В нашей семье, как, наверно, и во всех других, бабушка была второй матерью. Мать целыми днями пропадала в поле. Бабушка же стирала нам, кормила. Мать больше любила беспомощных, крохотных младенцев; подрастая, мы переходили под бабушкино крыло. Нам это нравилось, и вот почему: мать с отцом заготавливали на зиму пшеницу, кукурузу, подсолнух, фасоль, картошку, а у бабушки на чердаке про запас всегда был виноград, разложенный на ореховых листьях, чтобы сохранился на зиму; сладкий чернослив, орехи, яблоки в ящике с песком, айва в горке пшеницы: дед тоже зарабатывал немного зерна своим ремеслом решетника. В бочонке стояли бобы, зимой мы их жарили на плите. На чердаке можно было найти паклю, из которой мы плели кнуты, делали пыжи для бузинных ружей и много еще другого всякой всячины!

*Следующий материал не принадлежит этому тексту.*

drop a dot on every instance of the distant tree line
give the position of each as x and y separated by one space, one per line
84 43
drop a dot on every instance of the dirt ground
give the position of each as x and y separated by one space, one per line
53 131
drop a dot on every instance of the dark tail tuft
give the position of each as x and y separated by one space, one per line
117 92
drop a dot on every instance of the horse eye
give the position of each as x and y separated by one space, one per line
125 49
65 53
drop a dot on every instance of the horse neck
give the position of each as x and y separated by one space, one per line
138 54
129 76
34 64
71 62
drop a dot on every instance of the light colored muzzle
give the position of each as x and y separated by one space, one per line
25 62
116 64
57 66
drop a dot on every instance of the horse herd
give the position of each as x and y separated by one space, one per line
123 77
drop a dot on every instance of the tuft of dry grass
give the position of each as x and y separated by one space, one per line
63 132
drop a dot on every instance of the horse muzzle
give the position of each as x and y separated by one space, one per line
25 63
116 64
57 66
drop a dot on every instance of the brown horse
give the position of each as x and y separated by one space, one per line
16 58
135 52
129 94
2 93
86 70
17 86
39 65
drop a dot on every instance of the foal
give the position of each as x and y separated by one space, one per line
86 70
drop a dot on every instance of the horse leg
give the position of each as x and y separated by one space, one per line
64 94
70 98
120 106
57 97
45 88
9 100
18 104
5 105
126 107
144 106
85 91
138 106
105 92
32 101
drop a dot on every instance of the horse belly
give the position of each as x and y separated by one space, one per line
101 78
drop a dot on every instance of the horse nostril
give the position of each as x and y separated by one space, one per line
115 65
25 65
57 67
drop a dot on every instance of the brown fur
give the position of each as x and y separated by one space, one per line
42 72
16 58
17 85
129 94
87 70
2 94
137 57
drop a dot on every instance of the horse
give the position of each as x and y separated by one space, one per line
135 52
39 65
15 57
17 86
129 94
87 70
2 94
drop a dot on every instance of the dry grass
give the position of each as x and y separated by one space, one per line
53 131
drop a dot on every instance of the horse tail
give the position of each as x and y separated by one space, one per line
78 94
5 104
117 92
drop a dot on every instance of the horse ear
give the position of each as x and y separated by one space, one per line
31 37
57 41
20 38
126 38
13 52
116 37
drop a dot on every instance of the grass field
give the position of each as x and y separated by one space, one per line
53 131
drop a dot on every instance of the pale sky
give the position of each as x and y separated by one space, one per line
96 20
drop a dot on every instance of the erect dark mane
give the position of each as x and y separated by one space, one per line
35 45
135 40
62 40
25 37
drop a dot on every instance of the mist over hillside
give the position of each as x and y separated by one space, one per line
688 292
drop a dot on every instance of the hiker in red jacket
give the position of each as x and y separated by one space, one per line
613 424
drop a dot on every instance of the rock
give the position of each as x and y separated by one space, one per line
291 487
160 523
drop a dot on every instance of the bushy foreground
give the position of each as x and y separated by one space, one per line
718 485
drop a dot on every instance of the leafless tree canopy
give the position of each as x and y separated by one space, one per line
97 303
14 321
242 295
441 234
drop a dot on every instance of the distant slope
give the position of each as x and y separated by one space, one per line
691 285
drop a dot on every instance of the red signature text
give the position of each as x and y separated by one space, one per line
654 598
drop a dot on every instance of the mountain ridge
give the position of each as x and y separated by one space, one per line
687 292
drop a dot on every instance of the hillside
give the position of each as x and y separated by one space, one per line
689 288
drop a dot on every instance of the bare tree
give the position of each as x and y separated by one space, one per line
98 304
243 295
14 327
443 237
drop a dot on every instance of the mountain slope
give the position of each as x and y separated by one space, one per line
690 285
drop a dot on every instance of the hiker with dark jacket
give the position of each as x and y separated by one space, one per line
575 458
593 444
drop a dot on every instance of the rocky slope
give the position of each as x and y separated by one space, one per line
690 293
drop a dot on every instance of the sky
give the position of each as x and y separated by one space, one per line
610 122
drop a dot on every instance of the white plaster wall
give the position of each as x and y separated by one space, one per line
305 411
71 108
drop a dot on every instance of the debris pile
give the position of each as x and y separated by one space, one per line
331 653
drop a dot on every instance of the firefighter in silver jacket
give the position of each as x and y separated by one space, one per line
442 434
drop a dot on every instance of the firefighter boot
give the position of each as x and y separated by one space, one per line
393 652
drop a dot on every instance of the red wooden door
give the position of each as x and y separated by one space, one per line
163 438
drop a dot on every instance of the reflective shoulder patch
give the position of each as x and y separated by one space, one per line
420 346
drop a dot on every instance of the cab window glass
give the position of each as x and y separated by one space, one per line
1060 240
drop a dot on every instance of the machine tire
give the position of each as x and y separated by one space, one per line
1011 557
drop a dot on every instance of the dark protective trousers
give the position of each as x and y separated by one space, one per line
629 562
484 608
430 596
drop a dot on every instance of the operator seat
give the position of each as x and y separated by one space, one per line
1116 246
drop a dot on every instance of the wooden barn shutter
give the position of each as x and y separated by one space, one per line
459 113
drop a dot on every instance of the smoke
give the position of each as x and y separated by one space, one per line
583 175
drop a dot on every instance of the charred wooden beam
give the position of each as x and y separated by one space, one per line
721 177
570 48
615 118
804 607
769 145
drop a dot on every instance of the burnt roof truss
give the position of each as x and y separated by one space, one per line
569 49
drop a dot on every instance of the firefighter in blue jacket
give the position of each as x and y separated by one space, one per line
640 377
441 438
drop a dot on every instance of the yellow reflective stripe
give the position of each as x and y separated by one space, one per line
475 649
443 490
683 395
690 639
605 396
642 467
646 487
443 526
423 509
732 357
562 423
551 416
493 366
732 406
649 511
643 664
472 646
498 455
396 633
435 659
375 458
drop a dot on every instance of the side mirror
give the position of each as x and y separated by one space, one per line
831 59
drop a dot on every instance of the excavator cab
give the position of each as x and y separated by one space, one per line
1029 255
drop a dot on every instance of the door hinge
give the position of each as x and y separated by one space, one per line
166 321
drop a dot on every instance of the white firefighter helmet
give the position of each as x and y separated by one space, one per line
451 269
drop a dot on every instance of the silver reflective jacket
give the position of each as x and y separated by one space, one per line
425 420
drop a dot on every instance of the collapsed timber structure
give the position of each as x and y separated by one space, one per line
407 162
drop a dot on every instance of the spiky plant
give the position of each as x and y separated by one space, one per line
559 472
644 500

Когда дед Тоадер уходил куда-нибудь, я снимал с чердака его лук, изо всех сил натягивал и стрелял в цель. С тех пор как шеф поста отобрал у старика ружье, он смастерил вязовый лук, с десяток стрел и, вооруженный им, охранял виноградник возле церкви. Прямо как во времена турок.

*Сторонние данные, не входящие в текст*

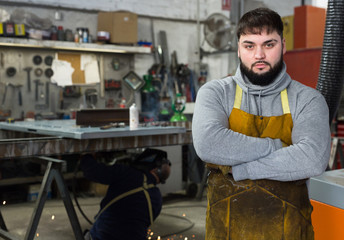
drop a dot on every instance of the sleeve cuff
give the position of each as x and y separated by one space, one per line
240 172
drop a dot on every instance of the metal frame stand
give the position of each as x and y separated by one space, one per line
52 173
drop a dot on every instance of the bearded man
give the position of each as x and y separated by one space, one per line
262 135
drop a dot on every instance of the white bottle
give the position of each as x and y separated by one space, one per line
133 117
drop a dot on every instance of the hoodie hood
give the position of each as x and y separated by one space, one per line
279 84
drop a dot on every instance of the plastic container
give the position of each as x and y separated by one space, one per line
60 33
133 117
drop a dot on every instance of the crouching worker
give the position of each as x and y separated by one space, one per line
132 201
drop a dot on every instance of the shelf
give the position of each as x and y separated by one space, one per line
71 46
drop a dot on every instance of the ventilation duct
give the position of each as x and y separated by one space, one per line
331 73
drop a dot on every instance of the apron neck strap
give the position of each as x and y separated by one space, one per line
284 99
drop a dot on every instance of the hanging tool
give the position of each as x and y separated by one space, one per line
28 70
37 84
47 85
4 96
20 98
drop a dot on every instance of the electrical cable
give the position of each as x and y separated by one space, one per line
192 224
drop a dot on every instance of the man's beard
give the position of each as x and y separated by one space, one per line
263 79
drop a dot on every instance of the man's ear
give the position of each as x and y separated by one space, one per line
284 46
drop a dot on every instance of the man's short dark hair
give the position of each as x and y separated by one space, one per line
257 20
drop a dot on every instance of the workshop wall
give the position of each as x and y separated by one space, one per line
177 18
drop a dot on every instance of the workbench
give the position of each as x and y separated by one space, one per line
46 138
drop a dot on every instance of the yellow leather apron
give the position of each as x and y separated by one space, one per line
257 209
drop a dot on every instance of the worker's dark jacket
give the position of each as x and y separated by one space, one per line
127 218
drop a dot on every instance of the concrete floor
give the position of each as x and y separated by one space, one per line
181 218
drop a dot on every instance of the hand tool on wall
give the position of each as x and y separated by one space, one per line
47 93
20 98
37 84
37 59
11 71
28 70
4 96
38 72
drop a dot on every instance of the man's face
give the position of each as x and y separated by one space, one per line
261 56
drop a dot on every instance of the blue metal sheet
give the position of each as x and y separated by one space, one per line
328 188
69 129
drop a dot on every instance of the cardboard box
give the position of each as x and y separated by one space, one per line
121 25
288 31
309 26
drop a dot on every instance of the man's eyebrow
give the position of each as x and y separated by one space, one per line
268 41
271 40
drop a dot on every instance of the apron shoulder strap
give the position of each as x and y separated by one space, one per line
238 97
285 102
284 99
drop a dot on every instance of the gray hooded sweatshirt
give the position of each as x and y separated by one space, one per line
262 158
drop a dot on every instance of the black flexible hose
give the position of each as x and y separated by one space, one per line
331 73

Теперь бабушка слегла, и мать взяла ее к нам в дом. Дед не захотел переселиться.

— Ишь надумали, коровьи образины! Оставить свой дом и прийти к ним бобом-залеткой! — сердито сказал он маме, подпрыгивая на одной ноге.

Отец в такие разговоры не вмешивался. Мы с ним снимали пшеницу с чердака, укладывали мешки. Отец решил взять на мельницу и немного дедушкиного зерна, и мы зашли к старику. Он пригласил нас в дом на несколько слов с глазу на глаз.

4

— О, горе мне! Катинка, где мои ключи?

Мы все захохотали. Бабушка поправлялась. Никэ сбегал и принес ей из дому ключи. Старуха спрятала их в одном из своих бездонных карманов. Бывало, сколько раз ни придет к нам дед и увидит бабушка, как он вытирает усы тыльной стороной ладони, — так все вздыхает, рвется домой. Мать ее не отпускала. Заставляла Никэ топить плиту, чтобы быстрей выгнать из старухи простуду. А Никэ только этого и ждал. Новые обязанности избавляли его от надоевшего занятия. Лучше целыми днями топить печку, чем поить коней и овец. Теперь Никэ пек картошку, высыпал кукурузные зерна на плиту и жарил кукоши

[10]

, калил семечки, бобы. А вечером, у гумна, точно кот, подкарауливал и ловил в силок воробья, сам разделывал и жарил на угольях, в плите. Словом, день-деньской Никэ занимался делом, и уж что-что, а на скуку ему не приходилось жаловаться. Да и бабушка вечно рассказывала ему какие-то сны, предания. Держала в голове она уйму сказок и притч, потому что была неграмотная. И так ведь, заметил я, многие люди. Не зная грамоты, они руководствуются, как наукой, поучительными воспоминаниями, житейскими происшествиями, даже погодой. Вот и бабушка посмотрит, бывало, в окно, увидит, как стонет и беснуется поземка, и расскажет Никэ случай про новенький, с иголочки, шерстяной бурнус, насмехавшийся над драным кожухом.

— Здравствуй, рваная шуба!

— Здравствуй, глупый бурнус!

В другой раз старушка рассказывала, как баба Докия трясет двенадцать своих тулупов.